Abstract: We present the complete formula for the cusp anomalous dimension at four loops in QCD and in maximally supersymmetric Yang-Mills. In the latter theory it is given by \begin{equation} {\Gamma}^{\rm}_{\rm cusp}\Big|{\alpha_s^4} = -\left( \frac{\alpha_s N}{\pi}\right)^4 \left[ \frac{73 \pi^6}{20160} + \frac{ \zeta{3}^2}{8} + \frac{1}{N^2} \left( \frac{31\pi^6}{5040} + \frac{9 \zeta_3^2}{4} \right) \right] \,.\nonumber \end{equation} Our approach is based on computing the correlation function of a rectangular light-like Wilson loop with a Lagrangian insertion, normalized by the expectation value of the Wilson loop.
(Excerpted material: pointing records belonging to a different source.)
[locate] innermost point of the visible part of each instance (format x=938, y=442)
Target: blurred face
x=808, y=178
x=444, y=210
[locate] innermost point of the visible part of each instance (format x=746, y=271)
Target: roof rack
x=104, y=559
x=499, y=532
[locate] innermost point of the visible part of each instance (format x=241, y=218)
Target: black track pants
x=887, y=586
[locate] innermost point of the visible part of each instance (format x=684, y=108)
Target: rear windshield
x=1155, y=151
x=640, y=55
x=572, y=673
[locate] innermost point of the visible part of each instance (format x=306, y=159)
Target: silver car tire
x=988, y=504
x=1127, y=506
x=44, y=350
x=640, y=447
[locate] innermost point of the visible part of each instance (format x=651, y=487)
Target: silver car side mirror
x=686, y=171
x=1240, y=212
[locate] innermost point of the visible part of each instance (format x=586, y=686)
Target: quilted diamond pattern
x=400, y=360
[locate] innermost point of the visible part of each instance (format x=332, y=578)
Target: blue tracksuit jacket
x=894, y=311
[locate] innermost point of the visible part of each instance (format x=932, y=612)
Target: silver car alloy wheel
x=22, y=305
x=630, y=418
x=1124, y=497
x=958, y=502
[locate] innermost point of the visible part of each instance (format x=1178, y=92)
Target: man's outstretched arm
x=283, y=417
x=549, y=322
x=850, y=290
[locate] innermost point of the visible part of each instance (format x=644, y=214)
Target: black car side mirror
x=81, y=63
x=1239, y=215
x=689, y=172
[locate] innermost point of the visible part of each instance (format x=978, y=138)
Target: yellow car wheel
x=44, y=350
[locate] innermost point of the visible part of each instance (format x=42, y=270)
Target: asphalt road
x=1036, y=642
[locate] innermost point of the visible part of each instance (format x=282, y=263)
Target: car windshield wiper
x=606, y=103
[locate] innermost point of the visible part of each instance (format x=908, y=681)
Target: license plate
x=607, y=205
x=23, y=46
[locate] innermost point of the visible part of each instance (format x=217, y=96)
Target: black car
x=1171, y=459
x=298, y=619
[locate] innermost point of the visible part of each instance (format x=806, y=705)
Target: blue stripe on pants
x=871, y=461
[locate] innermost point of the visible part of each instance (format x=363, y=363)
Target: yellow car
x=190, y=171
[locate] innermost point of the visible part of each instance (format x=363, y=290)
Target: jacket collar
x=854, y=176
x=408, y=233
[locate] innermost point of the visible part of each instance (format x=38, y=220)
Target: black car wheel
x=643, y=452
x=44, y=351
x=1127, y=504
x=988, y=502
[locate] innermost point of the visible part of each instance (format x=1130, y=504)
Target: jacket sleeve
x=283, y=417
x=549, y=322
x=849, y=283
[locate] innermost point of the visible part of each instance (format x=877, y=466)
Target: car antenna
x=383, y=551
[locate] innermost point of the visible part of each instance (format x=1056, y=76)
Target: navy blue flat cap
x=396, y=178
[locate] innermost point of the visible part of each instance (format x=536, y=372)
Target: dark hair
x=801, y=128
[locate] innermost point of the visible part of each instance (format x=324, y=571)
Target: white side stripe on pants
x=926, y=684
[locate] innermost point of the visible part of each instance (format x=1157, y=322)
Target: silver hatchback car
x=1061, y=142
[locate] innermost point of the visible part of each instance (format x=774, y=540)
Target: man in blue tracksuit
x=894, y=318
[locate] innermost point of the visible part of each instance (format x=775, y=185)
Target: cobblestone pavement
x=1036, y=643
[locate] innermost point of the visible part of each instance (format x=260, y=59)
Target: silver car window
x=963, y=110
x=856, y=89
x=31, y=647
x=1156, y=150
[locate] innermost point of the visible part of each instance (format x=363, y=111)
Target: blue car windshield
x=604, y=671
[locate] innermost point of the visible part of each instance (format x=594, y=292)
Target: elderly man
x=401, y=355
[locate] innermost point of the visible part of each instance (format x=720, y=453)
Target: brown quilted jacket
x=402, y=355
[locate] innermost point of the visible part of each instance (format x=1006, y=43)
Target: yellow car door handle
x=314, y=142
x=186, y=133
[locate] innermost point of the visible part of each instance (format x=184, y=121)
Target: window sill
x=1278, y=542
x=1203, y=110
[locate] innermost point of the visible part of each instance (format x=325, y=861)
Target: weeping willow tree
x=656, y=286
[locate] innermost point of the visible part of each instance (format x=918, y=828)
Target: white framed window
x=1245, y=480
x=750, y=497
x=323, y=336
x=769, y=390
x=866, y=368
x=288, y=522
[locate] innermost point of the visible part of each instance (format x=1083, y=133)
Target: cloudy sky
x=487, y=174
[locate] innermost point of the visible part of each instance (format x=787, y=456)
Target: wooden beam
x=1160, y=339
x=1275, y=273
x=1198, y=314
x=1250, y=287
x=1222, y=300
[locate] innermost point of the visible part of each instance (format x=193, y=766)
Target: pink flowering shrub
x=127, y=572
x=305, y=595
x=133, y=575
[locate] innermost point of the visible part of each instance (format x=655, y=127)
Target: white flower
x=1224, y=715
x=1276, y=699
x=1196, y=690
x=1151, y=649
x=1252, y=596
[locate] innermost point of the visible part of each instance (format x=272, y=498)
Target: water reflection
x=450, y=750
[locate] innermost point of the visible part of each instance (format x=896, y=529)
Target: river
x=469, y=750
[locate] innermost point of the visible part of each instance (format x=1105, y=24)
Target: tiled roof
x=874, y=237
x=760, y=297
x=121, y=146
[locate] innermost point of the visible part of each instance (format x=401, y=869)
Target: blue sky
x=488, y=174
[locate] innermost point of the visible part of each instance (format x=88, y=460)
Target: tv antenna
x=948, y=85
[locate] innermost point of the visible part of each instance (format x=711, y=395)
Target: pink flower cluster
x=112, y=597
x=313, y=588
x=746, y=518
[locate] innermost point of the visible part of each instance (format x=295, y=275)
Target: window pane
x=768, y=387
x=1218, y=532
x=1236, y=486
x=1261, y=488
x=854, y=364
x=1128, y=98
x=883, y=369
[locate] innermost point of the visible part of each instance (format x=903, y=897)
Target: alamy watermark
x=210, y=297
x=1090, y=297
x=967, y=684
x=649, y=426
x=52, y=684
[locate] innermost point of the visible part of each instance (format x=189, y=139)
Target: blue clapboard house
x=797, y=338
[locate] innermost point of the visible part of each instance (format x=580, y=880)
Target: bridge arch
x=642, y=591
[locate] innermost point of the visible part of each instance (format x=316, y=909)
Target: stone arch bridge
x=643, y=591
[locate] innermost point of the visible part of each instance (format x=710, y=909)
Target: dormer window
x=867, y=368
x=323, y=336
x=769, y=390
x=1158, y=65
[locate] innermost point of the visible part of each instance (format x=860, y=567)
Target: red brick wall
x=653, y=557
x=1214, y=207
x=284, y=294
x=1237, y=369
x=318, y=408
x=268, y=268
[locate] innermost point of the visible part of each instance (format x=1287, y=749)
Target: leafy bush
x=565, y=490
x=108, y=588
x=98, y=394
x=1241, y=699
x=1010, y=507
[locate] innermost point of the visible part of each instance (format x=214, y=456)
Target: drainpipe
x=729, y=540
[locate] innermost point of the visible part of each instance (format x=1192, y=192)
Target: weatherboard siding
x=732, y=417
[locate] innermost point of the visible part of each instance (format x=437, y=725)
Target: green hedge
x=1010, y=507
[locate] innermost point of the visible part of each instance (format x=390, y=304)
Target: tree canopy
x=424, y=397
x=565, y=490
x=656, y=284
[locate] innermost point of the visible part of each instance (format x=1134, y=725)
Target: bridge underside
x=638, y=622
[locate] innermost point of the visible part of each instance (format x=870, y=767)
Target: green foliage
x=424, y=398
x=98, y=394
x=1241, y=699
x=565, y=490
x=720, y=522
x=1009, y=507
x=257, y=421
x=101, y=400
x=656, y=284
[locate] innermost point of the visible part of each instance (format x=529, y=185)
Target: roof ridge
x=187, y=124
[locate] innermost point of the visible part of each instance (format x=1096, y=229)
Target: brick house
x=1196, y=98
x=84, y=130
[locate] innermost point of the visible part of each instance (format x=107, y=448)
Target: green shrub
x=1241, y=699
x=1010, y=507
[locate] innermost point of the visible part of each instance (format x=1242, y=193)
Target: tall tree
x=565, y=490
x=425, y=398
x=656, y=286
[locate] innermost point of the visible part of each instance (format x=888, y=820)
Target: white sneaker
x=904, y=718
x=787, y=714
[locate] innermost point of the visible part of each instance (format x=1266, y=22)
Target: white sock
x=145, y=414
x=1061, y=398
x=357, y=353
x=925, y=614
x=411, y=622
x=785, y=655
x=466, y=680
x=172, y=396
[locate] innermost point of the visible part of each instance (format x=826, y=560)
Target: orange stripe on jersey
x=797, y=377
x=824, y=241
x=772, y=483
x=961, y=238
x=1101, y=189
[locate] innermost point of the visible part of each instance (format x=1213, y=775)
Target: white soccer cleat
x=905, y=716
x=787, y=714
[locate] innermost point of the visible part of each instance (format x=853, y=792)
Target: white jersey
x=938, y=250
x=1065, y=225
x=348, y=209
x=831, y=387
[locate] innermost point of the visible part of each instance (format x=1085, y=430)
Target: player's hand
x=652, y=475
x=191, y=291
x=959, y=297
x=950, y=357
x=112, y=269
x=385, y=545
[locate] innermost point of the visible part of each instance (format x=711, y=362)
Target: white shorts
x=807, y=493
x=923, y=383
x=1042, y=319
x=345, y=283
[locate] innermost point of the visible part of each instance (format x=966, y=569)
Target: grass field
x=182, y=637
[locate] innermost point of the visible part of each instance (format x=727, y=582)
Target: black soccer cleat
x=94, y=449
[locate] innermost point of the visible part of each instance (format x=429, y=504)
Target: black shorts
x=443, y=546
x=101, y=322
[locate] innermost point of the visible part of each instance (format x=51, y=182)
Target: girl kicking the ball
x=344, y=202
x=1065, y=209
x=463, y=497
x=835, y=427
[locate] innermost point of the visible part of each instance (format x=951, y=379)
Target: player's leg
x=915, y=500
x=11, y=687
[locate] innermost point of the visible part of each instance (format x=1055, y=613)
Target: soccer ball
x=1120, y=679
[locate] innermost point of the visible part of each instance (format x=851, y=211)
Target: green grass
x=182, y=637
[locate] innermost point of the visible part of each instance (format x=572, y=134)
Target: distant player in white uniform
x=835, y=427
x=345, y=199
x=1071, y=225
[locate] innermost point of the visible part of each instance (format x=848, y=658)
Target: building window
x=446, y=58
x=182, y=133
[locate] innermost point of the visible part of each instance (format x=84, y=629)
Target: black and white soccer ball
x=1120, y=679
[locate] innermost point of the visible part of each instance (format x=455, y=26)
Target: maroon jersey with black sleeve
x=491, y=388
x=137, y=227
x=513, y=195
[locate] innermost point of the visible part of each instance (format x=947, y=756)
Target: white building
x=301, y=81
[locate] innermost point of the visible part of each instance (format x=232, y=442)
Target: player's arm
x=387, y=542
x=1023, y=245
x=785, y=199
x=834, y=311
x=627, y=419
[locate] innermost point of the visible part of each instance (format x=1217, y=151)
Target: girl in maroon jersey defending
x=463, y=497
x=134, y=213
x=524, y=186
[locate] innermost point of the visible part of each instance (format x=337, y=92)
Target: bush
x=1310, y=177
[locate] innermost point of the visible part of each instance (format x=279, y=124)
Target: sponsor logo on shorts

In maximally supersymmetric Yang-Mills theory, this ratio is a finite function of a cross-ratio and the coupling constant. We compute it to three loops, including the full colour dependence. Integrating over the position of the Lagrangian insertion gives the four-loop Wilson loop. We extract its leading divergence, which determines the four-loop cusp anomalous dimension. Finally, we employ a supersymmetric decomposition to derive the last missing ingredient in the corresponding QCD result.